AWSとllm-d、非集約型AI推論を導入
- •AWSとllm-dは、大規模モデルのプリフィルとデコードのフェーズを分離して最適化する「非集約型推論」を導入した。
- •Kubernetesネイティブな新フレームワークにより、GPU利用率の向上と、複雑なエージェント型AIワークフローのコスト削減を実現する。
- •AWSとのネイティブ統合により、高速なRDMA転送や混合専門家モデル向けの専門家並列化をサポートする。
AIをプロトタイプから本番環境へとスケールアップする際、最大の壁となるのが推論効率だ。従来のシステムではモデルのサービングを一連のタスクとして処理していたが、実際にはプロンプトを読み込む「プリフィル」フェーズと、単語を逐次生成する「デコード」フェーズでは、必要とされるハードウェアリソースが根本的に異なる。これに対しAWSは、llm-dチームと提携して「非集約型推論」をクラウドインフラに導入した。この手法は、各タスクを専用のGPUクラスターに分散させることで、計算負荷の高いプロンプト処理がメモリ集約的な生成プロセスのボトルネックになるのを防ぐ仕組みである。
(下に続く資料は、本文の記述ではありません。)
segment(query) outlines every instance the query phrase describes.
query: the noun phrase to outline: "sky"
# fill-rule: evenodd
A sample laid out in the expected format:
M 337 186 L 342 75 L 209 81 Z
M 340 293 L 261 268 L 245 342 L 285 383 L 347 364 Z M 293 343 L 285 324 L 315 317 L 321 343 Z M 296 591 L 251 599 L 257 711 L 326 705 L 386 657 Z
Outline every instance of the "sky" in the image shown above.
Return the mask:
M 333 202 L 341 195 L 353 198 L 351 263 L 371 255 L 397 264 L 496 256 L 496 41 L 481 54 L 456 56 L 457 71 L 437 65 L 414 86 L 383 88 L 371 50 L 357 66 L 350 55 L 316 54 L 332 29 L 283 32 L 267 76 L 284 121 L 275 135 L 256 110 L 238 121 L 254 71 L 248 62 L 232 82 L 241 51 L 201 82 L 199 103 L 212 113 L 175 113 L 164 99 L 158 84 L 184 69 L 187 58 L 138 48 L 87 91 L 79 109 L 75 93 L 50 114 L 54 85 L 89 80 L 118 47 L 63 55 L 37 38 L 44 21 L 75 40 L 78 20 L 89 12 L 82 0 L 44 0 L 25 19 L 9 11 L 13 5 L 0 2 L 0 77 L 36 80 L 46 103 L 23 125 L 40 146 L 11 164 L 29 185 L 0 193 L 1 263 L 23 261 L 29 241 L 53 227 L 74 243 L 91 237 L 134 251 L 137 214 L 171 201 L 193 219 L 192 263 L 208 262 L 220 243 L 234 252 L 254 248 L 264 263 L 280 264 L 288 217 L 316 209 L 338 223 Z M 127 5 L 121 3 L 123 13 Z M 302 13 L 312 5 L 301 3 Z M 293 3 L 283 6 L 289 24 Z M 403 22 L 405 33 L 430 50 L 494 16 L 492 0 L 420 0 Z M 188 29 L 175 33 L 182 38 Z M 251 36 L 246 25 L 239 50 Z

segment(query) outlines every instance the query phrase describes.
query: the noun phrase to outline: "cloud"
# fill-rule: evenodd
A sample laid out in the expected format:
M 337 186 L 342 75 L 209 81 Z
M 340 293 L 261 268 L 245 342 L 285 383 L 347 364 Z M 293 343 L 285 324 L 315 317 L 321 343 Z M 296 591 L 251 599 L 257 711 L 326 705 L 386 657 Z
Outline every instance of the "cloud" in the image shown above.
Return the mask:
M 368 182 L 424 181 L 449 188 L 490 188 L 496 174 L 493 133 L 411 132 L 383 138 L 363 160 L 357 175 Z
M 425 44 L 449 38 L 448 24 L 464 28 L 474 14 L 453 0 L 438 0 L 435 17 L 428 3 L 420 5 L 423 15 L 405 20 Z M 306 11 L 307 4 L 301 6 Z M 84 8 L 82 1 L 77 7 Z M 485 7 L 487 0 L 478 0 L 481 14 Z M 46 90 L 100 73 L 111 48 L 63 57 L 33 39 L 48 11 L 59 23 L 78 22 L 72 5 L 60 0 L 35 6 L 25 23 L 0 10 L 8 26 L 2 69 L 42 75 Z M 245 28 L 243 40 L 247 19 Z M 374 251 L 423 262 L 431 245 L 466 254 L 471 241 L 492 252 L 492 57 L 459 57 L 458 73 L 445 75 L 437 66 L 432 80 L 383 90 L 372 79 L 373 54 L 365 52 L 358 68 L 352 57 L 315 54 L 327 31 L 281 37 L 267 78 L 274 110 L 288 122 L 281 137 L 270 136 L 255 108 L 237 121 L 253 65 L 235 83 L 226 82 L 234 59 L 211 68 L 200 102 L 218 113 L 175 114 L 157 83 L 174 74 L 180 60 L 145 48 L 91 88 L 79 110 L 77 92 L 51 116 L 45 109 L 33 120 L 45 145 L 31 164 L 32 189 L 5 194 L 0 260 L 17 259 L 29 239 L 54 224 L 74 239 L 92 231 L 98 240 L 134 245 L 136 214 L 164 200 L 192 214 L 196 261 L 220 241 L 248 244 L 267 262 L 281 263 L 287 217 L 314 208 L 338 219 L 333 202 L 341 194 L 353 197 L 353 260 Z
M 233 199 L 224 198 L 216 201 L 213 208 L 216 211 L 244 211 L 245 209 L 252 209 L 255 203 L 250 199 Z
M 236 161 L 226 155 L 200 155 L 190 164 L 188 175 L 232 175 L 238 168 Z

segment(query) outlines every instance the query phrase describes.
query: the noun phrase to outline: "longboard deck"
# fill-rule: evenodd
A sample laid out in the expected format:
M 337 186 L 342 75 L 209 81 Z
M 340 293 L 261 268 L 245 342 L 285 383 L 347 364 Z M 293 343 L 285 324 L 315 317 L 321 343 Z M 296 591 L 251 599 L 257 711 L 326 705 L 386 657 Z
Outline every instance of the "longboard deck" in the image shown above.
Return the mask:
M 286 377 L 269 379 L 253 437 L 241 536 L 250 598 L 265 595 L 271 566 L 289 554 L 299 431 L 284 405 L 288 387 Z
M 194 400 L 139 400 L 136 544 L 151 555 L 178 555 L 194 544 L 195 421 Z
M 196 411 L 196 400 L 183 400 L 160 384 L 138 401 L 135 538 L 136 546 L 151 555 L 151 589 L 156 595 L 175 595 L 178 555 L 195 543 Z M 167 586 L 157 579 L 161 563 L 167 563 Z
llm-dフレームワークは、Amazon EKSやSageMaker HyperPodといったKubernetes環境に特化して設計されている。特に注目すべきは、高度なスケジューラによって「KVキャッシュ」のローカリティを管理している点だ。これにより会話の文脈を効率的に保持し、モデルによる冗長な再計算を回避できる。また、高性能ネットワークとNIXLライブラリを組み合わせることで、ノード間でのキャッシュデータの超高速移動を実現した。これは、最終回答に至るまでに膨大な推論ステップを必要とするエージェント型AIにおいて、極めて重要な役割を果たす。
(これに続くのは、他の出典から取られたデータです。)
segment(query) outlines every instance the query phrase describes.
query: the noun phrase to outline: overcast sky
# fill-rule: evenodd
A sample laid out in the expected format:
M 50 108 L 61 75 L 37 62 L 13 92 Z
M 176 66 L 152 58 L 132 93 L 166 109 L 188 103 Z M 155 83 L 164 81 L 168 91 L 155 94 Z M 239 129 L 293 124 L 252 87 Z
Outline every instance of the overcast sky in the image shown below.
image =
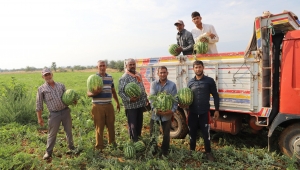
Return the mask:
M 174 22 L 214 25 L 219 52 L 244 51 L 263 11 L 300 15 L 300 0 L 0 0 L 0 69 L 96 65 L 169 56 Z

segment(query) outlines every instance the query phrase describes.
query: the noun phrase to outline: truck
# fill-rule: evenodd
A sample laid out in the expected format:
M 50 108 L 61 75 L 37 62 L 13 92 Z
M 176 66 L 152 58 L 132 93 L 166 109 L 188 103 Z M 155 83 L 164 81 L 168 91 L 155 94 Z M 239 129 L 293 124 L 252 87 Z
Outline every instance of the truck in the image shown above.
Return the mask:
M 281 128 L 278 146 L 283 154 L 300 159 L 300 30 L 298 17 L 290 11 L 258 16 L 253 35 L 243 52 L 162 56 L 136 59 L 146 93 L 158 79 L 156 69 L 168 68 L 168 79 L 177 90 L 195 74 L 193 62 L 204 63 L 204 75 L 216 82 L 220 117 L 211 130 L 238 134 L 242 125 L 253 133 L 267 130 L 268 148 L 276 128 Z M 214 111 L 213 98 L 210 99 Z M 188 134 L 186 109 L 174 113 L 170 135 Z

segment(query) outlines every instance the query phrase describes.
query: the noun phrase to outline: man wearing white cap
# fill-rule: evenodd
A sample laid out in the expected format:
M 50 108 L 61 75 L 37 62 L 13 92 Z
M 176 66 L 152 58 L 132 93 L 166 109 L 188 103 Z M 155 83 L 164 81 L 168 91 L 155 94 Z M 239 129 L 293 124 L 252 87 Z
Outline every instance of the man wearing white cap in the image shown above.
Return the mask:
M 192 33 L 184 29 L 184 23 L 182 20 L 178 20 L 174 25 L 178 30 L 176 39 L 179 47 L 176 49 L 176 52 L 182 52 L 183 55 L 192 55 L 195 44 Z
M 40 126 L 44 126 L 44 120 L 42 118 L 43 102 L 45 102 L 50 115 L 48 118 L 48 138 L 47 149 L 43 159 L 49 159 L 52 157 L 53 148 L 56 141 L 57 132 L 59 126 L 62 123 L 66 132 L 68 147 L 71 151 L 75 151 L 72 136 L 72 119 L 70 108 L 62 102 L 61 96 L 66 91 L 63 84 L 53 81 L 53 74 L 48 68 L 44 68 L 42 71 L 42 78 L 45 83 L 38 88 L 36 95 L 36 113 L 38 123 Z

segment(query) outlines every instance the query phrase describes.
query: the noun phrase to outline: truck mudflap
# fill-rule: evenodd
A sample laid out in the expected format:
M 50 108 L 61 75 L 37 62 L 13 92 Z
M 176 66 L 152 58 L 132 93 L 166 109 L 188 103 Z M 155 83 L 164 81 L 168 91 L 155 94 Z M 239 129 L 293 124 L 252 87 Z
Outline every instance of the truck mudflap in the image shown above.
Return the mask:
M 300 116 L 293 114 L 278 113 L 269 128 L 268 137 L 270 138 L 272 136 L 274 130 L 276 129 L 276 127 L 278 127 L 278 125 L 293 119 L 300 119 Z

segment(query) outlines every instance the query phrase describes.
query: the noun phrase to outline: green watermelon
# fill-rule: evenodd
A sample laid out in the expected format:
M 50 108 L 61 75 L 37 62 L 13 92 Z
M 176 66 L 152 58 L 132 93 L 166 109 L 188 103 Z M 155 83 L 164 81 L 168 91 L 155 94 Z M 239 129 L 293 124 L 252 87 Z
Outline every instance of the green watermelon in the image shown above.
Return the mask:
M 100 76 L 97 74 L 90 75 L 87 79 L 87 89 L 89 92 L 93 92 L 94 90 L 97 90 L 98 88 L 103 87 L 103 81 Z
M 166 92 L 158 93 L 157 95 L 149 96 L 152 101 L 152 106 L 161 111 L 171 110 L 173 103 L 176 101 L 175 97 Z
M 62 95 L 62 101 L 66 105 L 74 104 L 74 101 L 79 99 L 79 95 L 75 92 L 75 90 L 68 89 Z
M 128 144 L 124 147 L 125 158 L 129 158 L 129 159 L 133 158 L 135 156 L 135 154 L 136 154 L 136 150 L 135 150 L 134 146 Z
M 177 96 L 179 104 L 189 106 L 193 102 L 193 92 L 190 88 L 185 87 L 180 89 L 177 93 Z
M 173 56 L 178 56 L 180 54 L 180 53 L 176 52 L 176 48 L 178 48 L 178 47 L 179 47 L 179 45 L 177 45 L 177 44 L 171 44 L 169 46 L 169 53 Z
M 194 50 L 196 54 L 206 54 L 208 51 L 208 43 L 198 41 L 194 45 Z
M 139 140 L 137 142 L 135 142 L 134 144 L 134 148 L 137 152 L 143 151 L 146 148 L 146 145 L 144 144 L 143 141 Z
M 125 86 L 125 94 L 130 98 L 139 97 L 142 94 L 142 90 L 138 84 L 131 82 Z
さらに、巨大な混合専門家(Mixture-of-Experts)モデルを運用する組織に向けて、llm-dは専門家並列化(Expert Parallelism)を提供する。この技術は大規模なモデルの構成要素を複数のサーバーへ最適に分散させ、遅延を最小限に抑えながらシームレスな連携を可能にするものだ。AIがより複雑で多段階のワークフローへと進化する中、こうしたインフラレベルの最適化こそが、実用性の低いチャットボットと、真に快適なリアルタイムエージェントを分かつ決定的な差となるだろう。